What has changed now is scarcity and selectivity. After a bruising period of bankruptcies and churn, the development pipeline has tightened. Retail construction starts are down roughly 50%, and national vacancy sits near 4.3% in the second quarter of 2025—the lowest level in decades. Very little new space is truly available. Most of what is delivered is already spoken for, and on average, only about a quarter of new square footage actually reaches the open market. Ground-floor space has shifted from a commoditised leasing line to a precious tool for place-making and value protection. Cushman & Wakefield reports that retail occupancy has rebounded to record-low vacancies, driven not by old-school anchors but by formats that “activate” streets and extend dwell time.
The tenant mix has also evolved from selling goods to delivering services and experiences. Health providers, constrained by the supply of medical offices, are pushing into street-level retail. By 2024, health systems accounted for 53% of healthcare construction starts, up from 43% in 2019, while outpatient absorption reached 19 million square feet across the top 100 markets. Food and beverage remains the workhorse of activation, yet the role now extends beyond dining. Wellness studios, cultural incubators, maker spaces, and event programming function as social infrastructure, sustaining rents upstairs by keeping the sidewalk alive downstairs. Fairfax County’s recent retail-trends report is blunt about the counterfactual: a dark, generic storefront is a “negative amenity.”
Investors have taken notice. Despite the headlines about closures, net-new demand has remained sturdy since 2021. CoStar estimates that more than 200 million square feet of retail space became newly occupied through 2024—remarkable given the lack of new construction. The result is an arms race in curation. Developers are using ground-floor square footage as a neighbourhood living room, trading some base rent for stickier districts, faster lease-up of upper floors, and lower turnover risk.
The next chapter is unfolding away from the coastal giants. Nashville is a standout example, where mega mixed-use developments such as the East Bank project weave retail, public space, and culture into districts designed to hum well past office hours. Detroit is earlier on the curve. Its revival is genuine but fragile, making it fertile ground for hyper-local food, arts, and wellness concepts that turn civic pride into pedestrian energy. Tampa and the Phoenix suburbs are demographic winners with limited experiential stock. Their challenge—and opportunity—is to transform power-center skeletons and former malls into walkable, mixed-use canvases. National trackers already count more than fifty mall redevelopments underway, and the winners will design lawns and plazas rather than just leases.
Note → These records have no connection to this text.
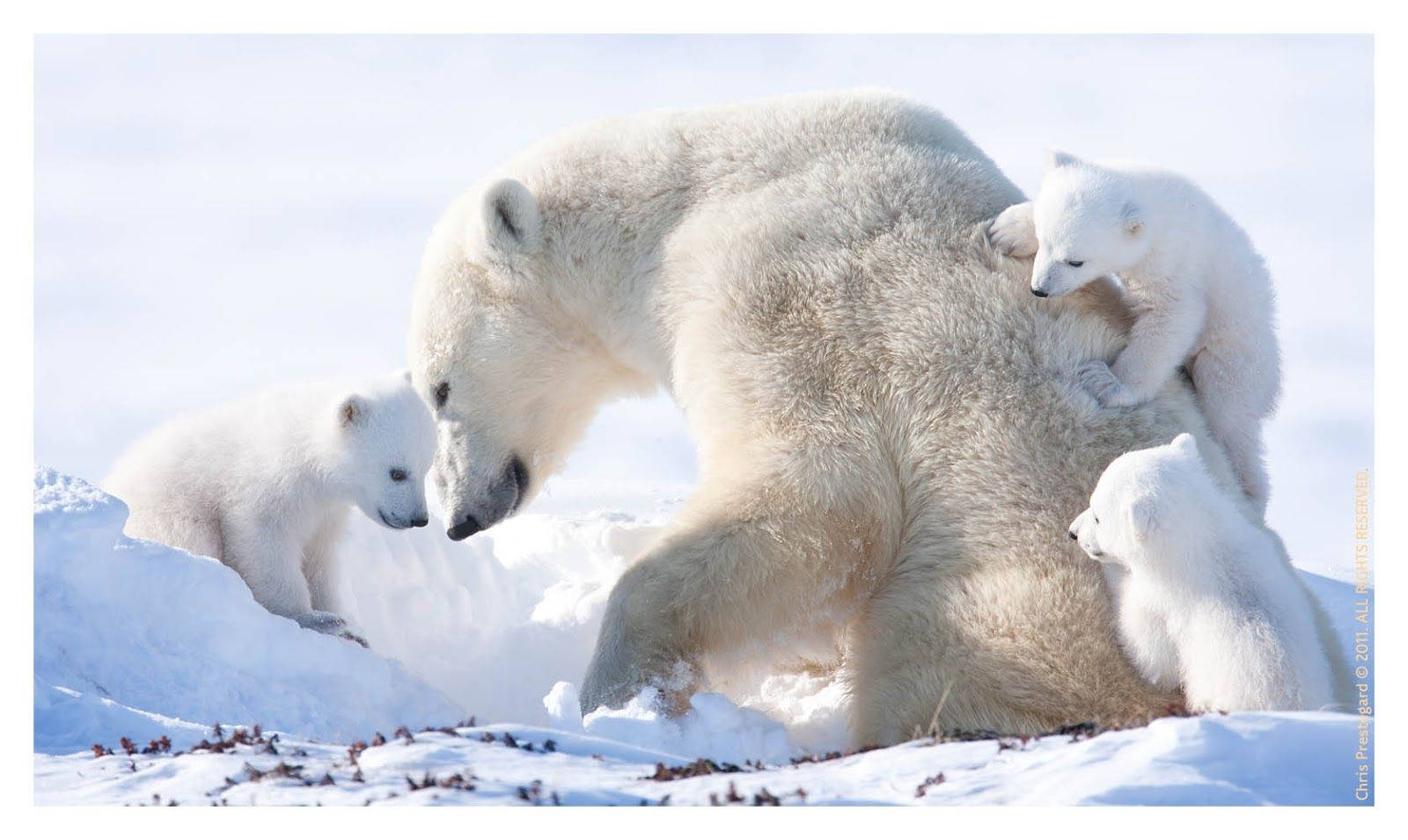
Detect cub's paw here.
[1075,359,1138,408]
[987,201,1037,259]
[293,610,368,647]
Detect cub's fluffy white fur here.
[410,93,1346,744]
[103,373,435,645]
[1070,434,1333,712]
[991,152,1281,514]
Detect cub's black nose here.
[445,516,483,542]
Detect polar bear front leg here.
[582,493,863,713]
[224,522,366,647]
[987,201,1038,259]
[1077,296,1206,406]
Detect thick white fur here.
[103,373,435,638]
[993,152,1281,514]
[410,93,1340,744]
[1070,435,1333,712]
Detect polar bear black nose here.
[445,516,483,542]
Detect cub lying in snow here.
[1070,434,1333,712]
[103,373,435,646]
[990,152,1281,514]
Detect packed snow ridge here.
[33,469,1360,805]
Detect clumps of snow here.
[542,683,803,764]
[322,479,847,761]
[33,709,1373,805]
[33,469,463,753]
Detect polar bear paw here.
[1075,359,1139,408]
[293,610,370,647]
[987,201,1037,259]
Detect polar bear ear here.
[483,178,542,253]
[1119,201,1143,237]
[338,394,366,429]
[1046,150,1082,169]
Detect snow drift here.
[33,469,1370,805]
[33,469,462,753]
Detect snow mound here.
[33,469,463,753]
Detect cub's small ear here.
[1046,150,1082,169]
[1129,493,1159,542]
[338,394,366,429]
[1119,202,1143,237]
[483,178,542,253]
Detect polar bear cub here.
[103,373,435,646]
[990,152,1281,514]
[1070,434,1333,712]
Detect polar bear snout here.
[445,455,528,542]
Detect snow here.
[33,469,1368,805]
[33,37,1373,803]
[33,712,1356,805]
[33,470,459,753]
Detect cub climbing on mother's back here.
[990,152,1281,514]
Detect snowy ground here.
[33,470,1359,805]
[35,37,1373,803]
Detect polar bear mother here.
[410,94,1267,744]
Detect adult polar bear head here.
[410,94,1329,744]
[410,178,643,540]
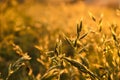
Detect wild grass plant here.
[1,16,120,80]
[0,0,120,80]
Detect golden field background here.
[0,0,120,80]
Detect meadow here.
[0,0,120,80]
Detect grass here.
[0,0,120,80]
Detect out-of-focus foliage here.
[0,0,120,80]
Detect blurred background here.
[0,0,120,78]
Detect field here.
[0,0,120,80]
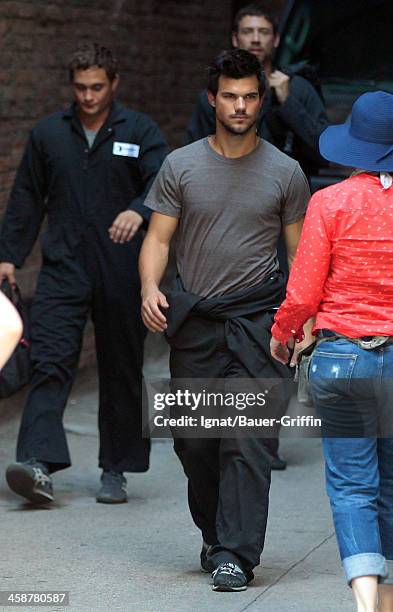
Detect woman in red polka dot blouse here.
[271,92,393,612]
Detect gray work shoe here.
[200,542,214,574]
[6,459,53,504]
[212,562,248,591]
[96,470,127,504]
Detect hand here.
[109,210,143,244]
[268,70,290,104]
[142,286,169,332]
[0,261,16,287]
[270,336,295,365]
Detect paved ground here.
[0,334,354,612]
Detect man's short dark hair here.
[68,43,117,81]
[207,49,266,96]
[232,2,278,35]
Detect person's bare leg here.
[351,576,378,612]
[378,584,393,612]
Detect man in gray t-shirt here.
[140,50,309,591]
[146,138,309,297]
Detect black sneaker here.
[271,455,287,470]
[6,459,53,504]
[201,542,214,574]
[212,562,248,591]
[96,470,127,504]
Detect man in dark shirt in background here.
[0,44,168,503]
[186,3,328,175]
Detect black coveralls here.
[0,102,168,472]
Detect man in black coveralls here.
[0,44,168,503]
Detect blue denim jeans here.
[309,339,393,584]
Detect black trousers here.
[17,226,150,472]
[170,315,285,572]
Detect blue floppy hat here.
[319,91,393,172]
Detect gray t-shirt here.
[144,138,310,297]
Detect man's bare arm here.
[139,212,179,332]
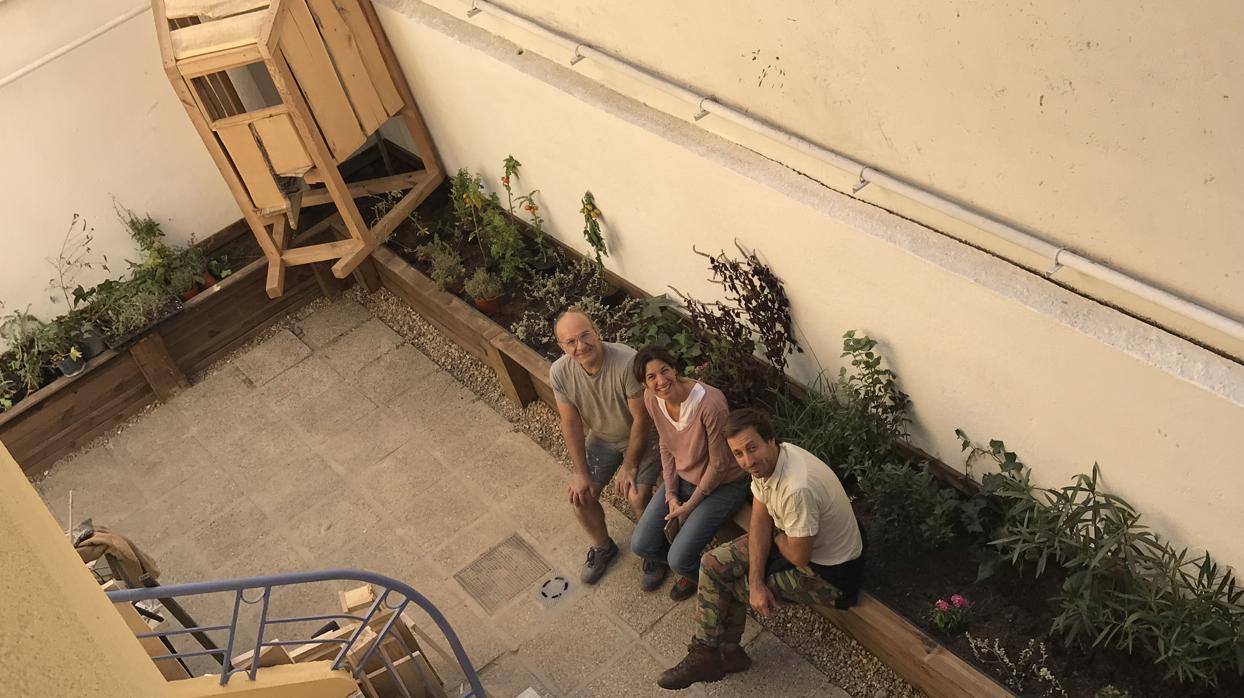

The transformation has been unfolding since the early 2010s. What distinguishes today is a supply-constrained market that forces every square foot to work harder—as a community amenity, a brand theatre, and a service hub. In the 20th century, ground floors pulled shoppers through doors. In the 21st century, they pull neighbourhoods together.
If the street level has become the new social commons, not just the retail floor, the question for America’s next wave of developers is no longer what to lease but what kind of life they want to build at ground level. If the ground floor is now the city’s living room, why are so many developers still furnishing it like a mall? If activation, rather than anchors, drives NOI upward, what is your capital plan for curating street life rather than simply filling space? And if “experiential” is today’s dogma, what happens to value when the experience grows old?